The smoke script uses the gloo backend so it can run without CUDA hardware, then uses DistributedSampler so each rank sees a different part of the dataset. Matching final weights across the rank output show that DistributedDataParallel synchronized gradients before the optimizer step completed.

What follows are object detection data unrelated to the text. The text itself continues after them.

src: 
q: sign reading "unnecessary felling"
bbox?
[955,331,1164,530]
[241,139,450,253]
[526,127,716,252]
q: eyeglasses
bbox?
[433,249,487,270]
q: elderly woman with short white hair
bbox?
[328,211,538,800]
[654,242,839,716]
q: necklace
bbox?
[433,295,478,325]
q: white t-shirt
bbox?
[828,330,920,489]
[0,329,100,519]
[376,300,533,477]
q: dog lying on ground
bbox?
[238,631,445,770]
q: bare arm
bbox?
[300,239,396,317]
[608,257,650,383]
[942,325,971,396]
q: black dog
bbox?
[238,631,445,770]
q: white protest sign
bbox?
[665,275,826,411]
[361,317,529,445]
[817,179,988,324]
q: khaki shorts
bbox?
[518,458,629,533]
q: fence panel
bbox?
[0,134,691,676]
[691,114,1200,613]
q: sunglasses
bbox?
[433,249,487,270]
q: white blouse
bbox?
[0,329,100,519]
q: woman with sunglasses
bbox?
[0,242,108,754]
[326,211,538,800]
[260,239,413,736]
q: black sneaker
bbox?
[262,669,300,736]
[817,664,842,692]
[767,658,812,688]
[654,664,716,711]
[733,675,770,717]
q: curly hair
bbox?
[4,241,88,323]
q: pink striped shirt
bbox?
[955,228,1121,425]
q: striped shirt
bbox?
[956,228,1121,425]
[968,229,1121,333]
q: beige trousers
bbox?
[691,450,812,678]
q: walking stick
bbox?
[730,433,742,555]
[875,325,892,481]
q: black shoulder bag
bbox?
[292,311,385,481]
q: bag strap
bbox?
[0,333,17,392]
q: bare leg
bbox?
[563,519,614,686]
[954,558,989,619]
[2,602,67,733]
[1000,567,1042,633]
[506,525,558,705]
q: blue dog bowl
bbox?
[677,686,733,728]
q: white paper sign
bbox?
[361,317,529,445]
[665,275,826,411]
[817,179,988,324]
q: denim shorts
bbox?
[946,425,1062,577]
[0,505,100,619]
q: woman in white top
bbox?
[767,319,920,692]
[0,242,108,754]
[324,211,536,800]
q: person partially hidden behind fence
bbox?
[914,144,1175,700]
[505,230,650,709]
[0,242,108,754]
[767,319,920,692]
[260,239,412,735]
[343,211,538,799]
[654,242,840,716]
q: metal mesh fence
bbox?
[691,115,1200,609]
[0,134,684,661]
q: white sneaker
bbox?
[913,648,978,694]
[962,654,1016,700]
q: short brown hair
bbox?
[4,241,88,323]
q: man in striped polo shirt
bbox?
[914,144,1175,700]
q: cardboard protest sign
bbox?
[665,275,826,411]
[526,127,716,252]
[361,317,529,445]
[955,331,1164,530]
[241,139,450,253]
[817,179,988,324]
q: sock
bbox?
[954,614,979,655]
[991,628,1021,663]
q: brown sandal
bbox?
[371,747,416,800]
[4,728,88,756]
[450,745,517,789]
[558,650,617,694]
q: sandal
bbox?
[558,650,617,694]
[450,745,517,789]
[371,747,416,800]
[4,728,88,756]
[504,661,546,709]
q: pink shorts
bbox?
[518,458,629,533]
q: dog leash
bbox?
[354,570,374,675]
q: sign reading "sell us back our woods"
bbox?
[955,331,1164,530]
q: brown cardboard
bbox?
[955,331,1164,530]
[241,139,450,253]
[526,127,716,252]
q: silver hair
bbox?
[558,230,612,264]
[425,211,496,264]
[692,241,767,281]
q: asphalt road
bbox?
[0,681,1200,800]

Steps to run PyTorch distributed training:

  1. Create a DistributedDataParallel smoke script.
    ddp_smoke.py
    import os
     
    import torch
    import torch.distributed as dist
    from torch import nn
    from torch.nn.parallel import DistributedDataParallel
    from torch.utils.data import DataLoader, TensorDataset
    from torch.utils.data.distributed import DistributedSampler
     
     
    def main():
        dist.init_process_group("gloo")
     
        rank = dist.get_rank()
        world_size = dist.get_world_size()
        local_rank = int(os.environ["LOCAL_RANK"])
     
        torch.manual_seed(17)
        model = nn.Linear(2, 1)
        ddp_model = DistributedDataParallel(model)
     
        features = torch.tensor(
            [
                [0.0, 0.0],
                [1.0, 1.0],
                [2.0, 2.0],
                [3.0, 3.0],
            ],
            dtype=torch.float32,
        )
        targets = torch.tensor([[0.0], [2.0], [4.0], [6.0]], dtype=torch.float32)
        dataset = TensorDataset(features, targets)
        sampler = DistributedSampler(
            dataset,
            num_replicas=world_size,
            rank=rank,
            shuffle=False,
        )
        loader = DataLoader(dataset, batch_size=2, sampler=sampler)
     
        batch_features, batch_targets = next(iter(loader))
        sample_ids = [int(value) for value in batch_features[:, 0].tolist()]
     
        optimizer = torch.optim.SGD(ddp_model.parameters(), lr=0.1)
        loss_fn = nn.MSELoss()
     
        optimizer.zero_grad()
        loss = loss_fn(ddp_model(batch_features), batch_targets)
        loss.backward()
        optimizer.step()
     
        weight = ddp_model.module.weight.detach()[0, 0].item()
        message = (
            f"rank={rank} local_rank={local_rank} world_size={world_size} "
            f"samples={sample_ids} loss={loss.item():.4f} weight={weight:.4f}"
        )
     
        gathered = [None] * world_size if rank == 0 else None
        dist.gather_object(message, gathered, dst=0)
     
        if rank == 0:
            for line in gathered:
                print(line)
            print("ddp_step_complete=True")
     
        dist.destroy_process_group()
     
     
    if __name__ == "__main__":
        main()

    DistributedSampler divides dataset indexes by rank. gloo is suitable for a CPU smoke run; use the nccl backend and one process per GPU after the same rank wiring works on GPU hardware.
    Related: How to use a DataLoader in PyTorch

  2. Launch two local workers with torchrun.
    $ OMP_NUM_THREADS=1 torchrun --standalone --nproc-per-node=2 ddp_smoke.py
    rank=0 local_rank=0 world_size=2 samples=[0, 2] loss=6.6602 weight=1.1972
    rank=1 local_rank=1 world_size=2 samples=[1, 3] loss=17.2775 weight=1.1972
    ddp_step_complete=True

    OMP_NUM_THREADS=1 keeps this local CPU smoke run from starting extra OpenMP threads per rank. torchrun sets RANK, LOCAL_RANK, and WORLD_SIZE before each worker imports the script.

  3. Confirm that both ranks printed different sample lists and the same final weight.

    samples=[0, 2] and samples=[1, 3] show the sampler split the dataset. The shared weight=1.1972 value shows the DDP optimizer step left both model replicas aligned.

  4. Remove the temporary smoke script.